As we noted in an earlier blog, one of the most important developments at UNCITRAL may be the emergence of a hub for states to discuss shared concerns and around which officials can have side conversations and learn from each other. When the pandemic hit, the margins disappeared, and we were not sure what would happen to the side conversations and nascent coordination that we were beginning to see.

This week participants in Vienna expressed optimism that the margins were coming back, and on the floor we saw new coordination, especially among African states. There were two lunchtime coordination meetings among African states this week, both in a hybrid format to accommodate several states in the room (including Algeria, Cameroon, Ghana, Kenya, Nigeria, Sierra Leone, Maldives, Lesotho, and Zimbabwe) and many others online (including Burkina Faso, Cameroon, Côte d’Ivoire, Mali, Madagascar, Egypt, Madagascar, Morocco, South Africa, and Zimbabwe). In addition, the African Continental Free Trade Area Secretariat continues to provide input into the process, with attendees in person and online this time. Other states, including Pakistan and the Philippines, were also back in the room.

Multilateral reform negotiations, like good shows, have a large cast. This series has a number of strong female leads with long experience in litigation (among them Canada, Chile, Ecuador and the United States) who attend consistently and provide well-informed interventions. Some new characters were introduced while others departed or took a lower profile: Armenia and the United Kingdom spoke more frequently than in previous sessions, while Australia, Mauritius, Peru and Russia sent new delegates who engaged differently. And even more than in dramatic weeks, we heard the kinds of distinctive, constructive interventions that we have come to expect from Morocco, Thailand, Singapore and others who may be playing smaller parts but bring to them originality and commitment.

As we look forward to the next session in February, two questions in particular pique our curiosity. When will the remaining articles in the draft Code that the Working Group was not able to discuss this week be discussed, if the Code is to be sent to the UNCITRAL Commission in June 2022? The articles left undiscussed include disclosure obligations as well as compliance and enforcement.
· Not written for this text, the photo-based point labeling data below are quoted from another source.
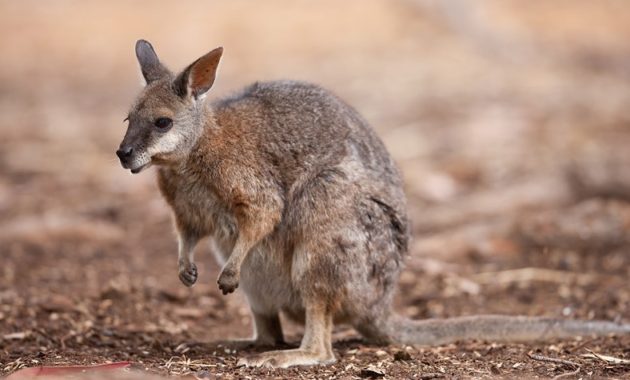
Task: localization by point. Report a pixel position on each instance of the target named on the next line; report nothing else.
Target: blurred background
(509, 120)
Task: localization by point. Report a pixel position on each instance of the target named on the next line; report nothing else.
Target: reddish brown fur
(304, 205)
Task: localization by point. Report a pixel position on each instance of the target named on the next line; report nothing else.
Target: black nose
(124, 152)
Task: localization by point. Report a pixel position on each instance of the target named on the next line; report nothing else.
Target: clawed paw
(188, 274)
(228, 281)
(285, 359)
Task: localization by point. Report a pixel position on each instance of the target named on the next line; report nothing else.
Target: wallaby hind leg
(316, 347)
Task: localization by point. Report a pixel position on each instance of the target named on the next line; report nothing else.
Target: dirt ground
(509, 119)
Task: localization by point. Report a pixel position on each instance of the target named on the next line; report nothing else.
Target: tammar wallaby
(305, 207)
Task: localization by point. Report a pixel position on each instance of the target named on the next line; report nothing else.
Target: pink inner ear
(204, 72)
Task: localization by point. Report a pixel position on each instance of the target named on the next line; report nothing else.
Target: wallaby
(305, 207)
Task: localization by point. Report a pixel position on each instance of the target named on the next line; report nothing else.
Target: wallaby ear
(198, 78)
(152, 68)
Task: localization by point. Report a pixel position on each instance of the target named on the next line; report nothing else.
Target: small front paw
(188, 274)
(228, 281)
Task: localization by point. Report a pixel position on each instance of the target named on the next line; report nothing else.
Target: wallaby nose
(124, 152)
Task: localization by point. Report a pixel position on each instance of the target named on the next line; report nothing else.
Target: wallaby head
(166, 119)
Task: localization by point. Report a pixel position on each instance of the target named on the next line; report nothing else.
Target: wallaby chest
(196, 204)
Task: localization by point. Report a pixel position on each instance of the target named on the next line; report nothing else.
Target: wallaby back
(305, 207)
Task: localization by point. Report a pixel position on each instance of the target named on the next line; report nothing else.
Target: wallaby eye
(163, 123)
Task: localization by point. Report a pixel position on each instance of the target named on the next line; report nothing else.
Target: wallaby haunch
(305, 207)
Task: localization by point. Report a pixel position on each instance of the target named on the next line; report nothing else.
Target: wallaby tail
(495, 328)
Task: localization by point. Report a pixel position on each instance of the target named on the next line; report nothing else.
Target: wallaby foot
(316, 347)
(188, 273)
(228, 280)
(287, 358)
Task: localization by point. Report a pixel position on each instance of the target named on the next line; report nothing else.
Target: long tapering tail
(495, 328)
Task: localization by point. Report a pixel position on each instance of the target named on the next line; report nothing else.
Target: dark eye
(163, 123)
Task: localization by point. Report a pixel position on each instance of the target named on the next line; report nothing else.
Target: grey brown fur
(304, 205)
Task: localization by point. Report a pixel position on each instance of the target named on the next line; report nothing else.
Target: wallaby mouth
(140, 168)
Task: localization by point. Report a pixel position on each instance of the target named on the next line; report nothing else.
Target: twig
(568, 374)
(558, 361)
(552, 360)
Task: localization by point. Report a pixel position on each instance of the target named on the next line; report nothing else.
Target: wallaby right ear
(197, 78)
(152, 68)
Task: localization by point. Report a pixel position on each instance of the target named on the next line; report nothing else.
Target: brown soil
(509, 121)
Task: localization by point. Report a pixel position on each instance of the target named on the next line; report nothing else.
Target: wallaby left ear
(198, 78)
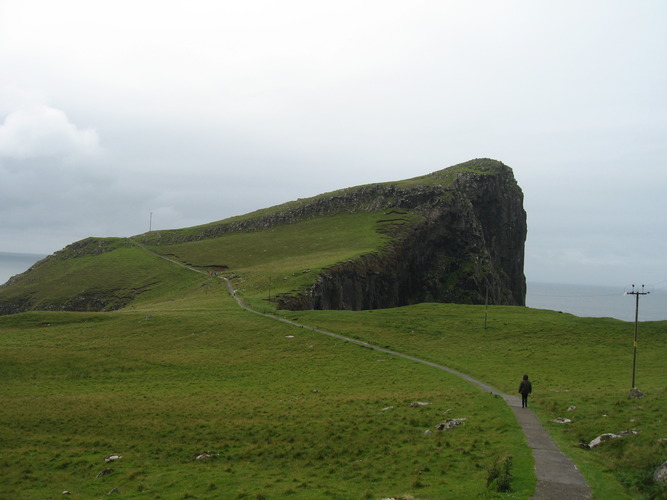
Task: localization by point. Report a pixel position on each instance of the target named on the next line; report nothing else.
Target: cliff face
(469, 243)
(456, 235)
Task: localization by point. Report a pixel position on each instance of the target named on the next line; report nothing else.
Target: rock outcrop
(468, 246)
(456, 235)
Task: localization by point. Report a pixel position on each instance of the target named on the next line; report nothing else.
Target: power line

The February 2022 session is reserved for discussion of structural reform, as per the hard-fought compromise on time allocation between structural and non-structural reforms. Will this become a tension point?  

Second, will the shift back to the room continue and even grow at the next session? Roughly 45 states attended in person this time, with more (tentatively) planning to attend in February. This session thus marked a shift from a primarily online format to a hybrid one. We are not sure how long this intermediate approach will continue—it may be indefinite. Yet the balance between online and in person participation is likely to shift. We are certainly looking forward to getting most of the cast of characters back together again. Until then, the (hybrid) show must go on.